The approval comes amid a lawsuit that was filed against FEMA in July by members of the Beach to Bay Central Council of Civic Associations, which has been advocating for the rebuilding of a local hospital. The suit, filed in U.S. District Court in Central Islip, claims that the federal funding was meant to restore medical services in Long Beach, and that FEMA violated the plaintiffs’ constitutional rights under the 14th Amendment by allowing the money to be spent in Oceanside and disregarding community input. South Nassau was not named in the suit.
Beach to Bay is also seeking an injunction to halt the distribution of the funds, and an advisory opinion from the court to determine whether the money is being used appropriately.
“It’s in exceptionally bad form if FEMA agreed to the alternative-use plan while litigation was pending,” said Francis McQuade, an attorney for Beach to Bay, adding that the group is still waiting for a copy of the plan after it submitted a Freedom of Information Law request to FEMA. “… A judge could render the lawsuit moot because [the alternative-use plan has] already been decided, but of course we would make a big fuss about that.”
A spokeswoman for FEMA was not available for comment.

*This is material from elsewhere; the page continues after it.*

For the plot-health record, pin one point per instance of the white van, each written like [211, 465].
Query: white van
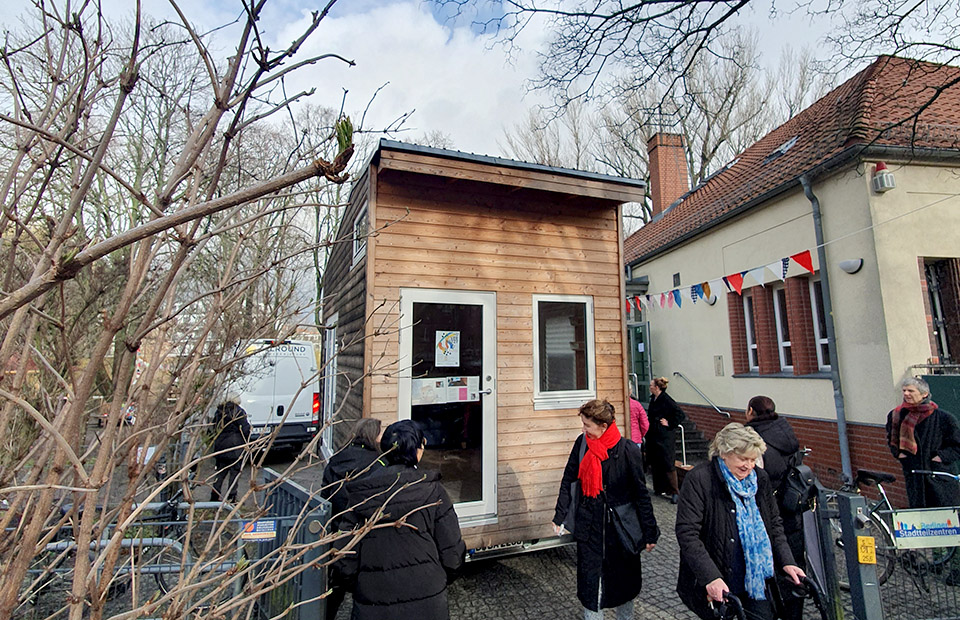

Beach to Bay and others maintain that the proposed medical pavilion would be inadequate to meet the needs of a “geographically isolated” community, and could not accept ambulances transporting stroke victims and other patients suffering from certain time-critical medical conditions.

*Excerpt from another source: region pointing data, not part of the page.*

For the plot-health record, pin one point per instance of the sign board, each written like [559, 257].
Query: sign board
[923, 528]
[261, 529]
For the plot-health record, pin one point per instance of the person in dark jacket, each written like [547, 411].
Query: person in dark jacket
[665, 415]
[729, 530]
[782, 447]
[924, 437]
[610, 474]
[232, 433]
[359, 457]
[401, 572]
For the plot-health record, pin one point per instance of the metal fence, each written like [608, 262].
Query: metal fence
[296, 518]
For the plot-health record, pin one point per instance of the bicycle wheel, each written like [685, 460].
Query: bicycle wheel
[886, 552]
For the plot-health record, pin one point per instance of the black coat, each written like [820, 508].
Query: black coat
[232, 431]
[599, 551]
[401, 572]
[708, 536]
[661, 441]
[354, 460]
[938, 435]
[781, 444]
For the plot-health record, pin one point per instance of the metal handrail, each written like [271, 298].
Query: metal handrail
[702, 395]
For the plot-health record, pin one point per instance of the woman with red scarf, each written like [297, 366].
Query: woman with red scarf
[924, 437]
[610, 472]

South Nassau officials maintain that a temporary emergency department in Long Beach, which opened last year, is capable of stabilizing and treating patients, and those who require hospital admission or advanced treatment are transferred by ambulance to South Nassau or another hospital. During its first year of operation, the facility treated nearly 10,000 patients, 88 percent of whom were treated and released without having to leave the barrier island.

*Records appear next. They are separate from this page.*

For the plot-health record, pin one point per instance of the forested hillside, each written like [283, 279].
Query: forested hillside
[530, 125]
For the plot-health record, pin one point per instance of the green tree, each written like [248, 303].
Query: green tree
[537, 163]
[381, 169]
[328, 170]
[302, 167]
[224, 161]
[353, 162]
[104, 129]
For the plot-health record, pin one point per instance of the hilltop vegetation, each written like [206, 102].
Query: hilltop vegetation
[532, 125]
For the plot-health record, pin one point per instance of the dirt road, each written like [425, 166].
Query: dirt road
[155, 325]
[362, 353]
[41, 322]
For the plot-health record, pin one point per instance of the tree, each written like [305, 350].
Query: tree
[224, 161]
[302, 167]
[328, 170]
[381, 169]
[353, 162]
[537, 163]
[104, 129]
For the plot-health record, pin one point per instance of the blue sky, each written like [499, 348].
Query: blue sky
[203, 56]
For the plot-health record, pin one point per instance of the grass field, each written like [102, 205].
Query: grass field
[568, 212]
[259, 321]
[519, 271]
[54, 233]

“They’re seeing all kinds of patients there,” said Joe Calderone, South Nassau’s senior vice president of corporate communications and development. “They’re seeing the heart attack patients, the stroke patients — they are treating every imaginable emergency at the Long Beach emergency department.”
South Nassau maintains that a full-service hospital would lose money, and that the state Department of Health is unlikely to approve such a facility, given that regional hospitals with local ambulatory hubs are the trend in health care.
Officials also say that the Oceanside hospital is in dire need of expansion. Its emergency department is designed to handle 35,000 visits per year, but actually takes in around 67,000. When completed, the four-story, 58,000-square-foot southwest addition will feature a new critical-care unit with up to 24 new beds, an expanded emergency services department and new operating rooms.
“This is a once-in-a-generation chance to improve medical services for the entire South Shore of Nassau County,” said Joseph Fennessy, chairman of South Nassau’s board of directors. “South Nassau has become a regional medical center, and this is another major step forward for the hospital and for the communities we serve.”
A number of elected officials, including U.S. Rep. Kathleen Rice and Nassau County Legislator Denise Ford, have voiced their support for the project, though some have called on South Nassau to build a medical facility in Long Beach that is more “robust.”
“Ensuring that barrier island residents have access to adequate medical services has been a top priority,” State Sen. Todd Kaminsky, a Democrat who is running for re-election, said in a statement. “These facilities will go a long way to restoring services we lost as a result of Sandy, and hopefully a robust medical center that will attract world class doctors to the area. But there is much more work to be done. The sooner we can get shovels into the ground, the better.”